Although Fair Trading is known as window dressing that passes claims back and forth without becoming an advocate, I recommend you send Heatlie a formal ‘letter of complaint’ per the ACL. There are many links on the Community to your consumer rights as well as tools to help write ‘the letter’. Use the Community search function to find them. Reputable companies will engage and less reputable ones know they can do their customers with impunity unless the customer takes them to court or the xCAT - rare events because of costs and processes.

‘The letter’ needs to be written as if you are a silk arguing in front of a judge, citing the legislation, their warranty statement and how you claim they refuse to honour it, T&C of whatever, and reciting your consumer rights. It is not as onerous as that might sound, especially using the tools available. Keep your copious notes about attempts at resolution to date, and reference them on each occasion. Close with what you want by when for their reply.

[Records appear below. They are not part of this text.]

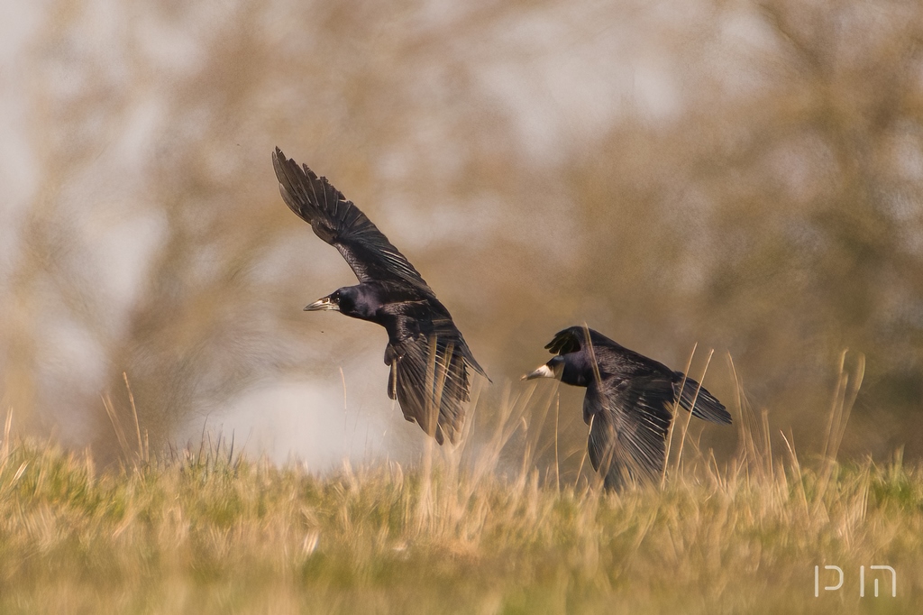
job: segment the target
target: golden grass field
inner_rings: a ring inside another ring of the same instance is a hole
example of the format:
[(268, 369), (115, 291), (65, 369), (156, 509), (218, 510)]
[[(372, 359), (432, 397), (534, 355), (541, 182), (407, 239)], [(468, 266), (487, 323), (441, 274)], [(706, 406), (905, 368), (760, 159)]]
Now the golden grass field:
[[(917, 612), (923, 468), (834, 461), (841, 385), (825, 456), (773, 455), (738, 411), (733, 461), (687, 445), (663, 485), (621, 493), (541, 474), (529, 447), (501, 463), (514, 412), (476, 452), (430, 444), (418, 464), (323, 475), (208, 441), (155, 458), (117, 420), (124, 463), (100, 471), (11, 437), (7, 417), (0, 612)], [(815, 565), (843, 586), (815, 597)]]

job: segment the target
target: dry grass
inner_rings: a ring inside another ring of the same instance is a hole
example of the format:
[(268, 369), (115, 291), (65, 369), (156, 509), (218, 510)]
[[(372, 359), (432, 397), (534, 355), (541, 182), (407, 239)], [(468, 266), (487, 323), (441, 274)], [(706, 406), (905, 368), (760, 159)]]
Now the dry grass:
[[(504, 469), (536, 415), (529, 387), (476, 453), (429, 446), (414, 466), (324, 476), (222, 442), (99, 472), (7, 420), (0, 612), (911, 612), (923, 468), (830, 456), (860, 375), (841, 373), (827, 457), (772, 456), (743, 403), (735, 461), (688, 444), (663, 486), (619, 494), (540, 478), (528, 437)], [(815, 598), (825, 564), (845, 583)], [(871, 576), (859, 598), (871, 564), (896, 569), (896, 598), (873, 597)]]

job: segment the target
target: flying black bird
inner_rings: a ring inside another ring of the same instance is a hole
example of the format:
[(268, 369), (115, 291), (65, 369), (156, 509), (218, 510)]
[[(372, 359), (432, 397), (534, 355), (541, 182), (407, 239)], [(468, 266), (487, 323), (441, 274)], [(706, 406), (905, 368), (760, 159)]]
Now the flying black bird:
[[(359, 283), (344, 286), (305, 308), (330, 309), (377, 322), (388, 332), (388, 396), (404, 418), (442, 444), (454, 442), (470, 398), (468, 368), (486, 378), (462, 332), (433, 290), (388, 237), (326, 177), (299, 167), (276, 148), (272, 166), (285, 204), (333, 246)], [(489, 379), (488, 379), (489, 380)], [(435, 420), (434, 420), (435, 419)]]
[(557, 356), (522, 378), (557, 378), (586, 387), (587, 449), (606, 488), (617, 488), (627, 478), (660, 477), (677, 397), (694, 416), (713, 423), (731, 422), (721, 402), (697, 381), (592, 329), (565, 329), (545, 347)]

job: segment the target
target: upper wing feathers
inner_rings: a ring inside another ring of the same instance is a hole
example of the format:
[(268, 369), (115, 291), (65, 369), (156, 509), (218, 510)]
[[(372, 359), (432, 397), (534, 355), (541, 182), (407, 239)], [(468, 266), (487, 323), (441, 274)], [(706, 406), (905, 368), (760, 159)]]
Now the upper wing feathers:
[(342, 254), (359, 282), (409, 283), (432, 295), (423, 276), (359, 208), (326, 177), (276, 148), (272, 167), (282, 199), (315, 234)]
[(593, 398), (588, 388), (584, 402), (584, 413), (594, 413), (587, 442), (593, 468), (605, 477), (606, 487), (620, 487), (629, 477), (657, 479), (672, 420), (672, 383), (657, 379), (605, 388)]

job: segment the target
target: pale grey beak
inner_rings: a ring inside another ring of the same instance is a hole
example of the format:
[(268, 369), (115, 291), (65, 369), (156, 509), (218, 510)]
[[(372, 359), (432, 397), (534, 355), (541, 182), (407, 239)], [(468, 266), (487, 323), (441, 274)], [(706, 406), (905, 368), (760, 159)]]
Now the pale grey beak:
[(339, 312), (340, 305), (330, 301), (330, 296), (325, 296), (318, 299), (310, 306), (305, 306), (306, 312), (317, 312), (320, 310), (333, 310), (335, 312)]
[(557, 374), (556, 374), (555, 370), (549, 368), (547, 365), (543, 365), (535, 371), (532, 372), (531, 374), (526, 374), (520, 380), (531, 380), (535, 378), (557, 378)]

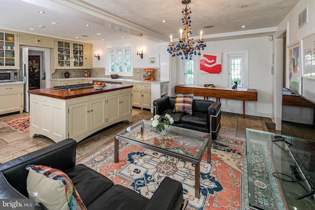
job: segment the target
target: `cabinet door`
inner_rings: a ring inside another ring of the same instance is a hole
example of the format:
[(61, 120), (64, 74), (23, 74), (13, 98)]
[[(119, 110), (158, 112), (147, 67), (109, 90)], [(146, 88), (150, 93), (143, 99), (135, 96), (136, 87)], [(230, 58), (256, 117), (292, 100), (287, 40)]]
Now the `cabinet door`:
[(52, 117), (50, 103), (31, 99), (30, 108), (31, 129), (35, 128), (40, 130), (43, 135), (50, 136), (51, 133)]
[(100, 98), (90, 102), (90, 130), (93, 130), (106, 124), (106, 99)]
[(38, 36), (38, 46), (40, 47), (54, 48), (55, 47), (55, 39), (45, 36)]
[(120, 105), (120, 97), (119, 95), (109, 96), (107, 98), (108, 100), (108, 122), (118, 120), (120, 119), (120, 113), (119, 112)]
[(131, 106), (131, 93), (126, 93), (121, 95), (121, 117), (124, 118), (131, 113), (132, 107)]
[(85, 45), (85, 68), (92, 68), (93, 67), (93, 45), (92, 44), (86, 43)]
[(151, 108), (151, 90), (142, 90), (142, 107)]
[(89, 131), (89, 102), (85, 102), (70, 105), (69, 109), (69, 138), (75, 138)]
[(22, 110), (21, 91), (0, 93), (0, 114)]
[(56, 68), (71, 68), (71, 43), (57, 40)]
[(141, 90), (132, 89), (132, 106), (141, 107)]
[(17, 33), (0, 30), (0, 69), (19, 68)]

No matter how rigorous or detailed your exchanges have been, until one goes formal according to the ACL many companies will only treat a customer problem as ‘idle chit chat’, and idle chit chat is generally meaningless under consumer law although can be accepted as evidence. A formal letter of complaint often will get appropriate attention since among other things, it signifies to a company you know your rights and are going to secure them. Of course it is not quite that idealistic in our real world but I trust you might have a go.

@Fred123’s question is whether the closed shop was a retailer or company owned store is germane. Normally when a company store closes your business was with the company; if a franchise operation it is usually a transaction between the customer and that franchise, not the company; a retailer ‘owns’ the warranty’ but when a retailer closes one necessarily needs to go to the manufacturer, including putting on record why that is the case and pointing to the manufacturer/importer as having responsibility as you see it.

Good luck, and please report back if you do, and how Heatlie responds, or doesn’t respond.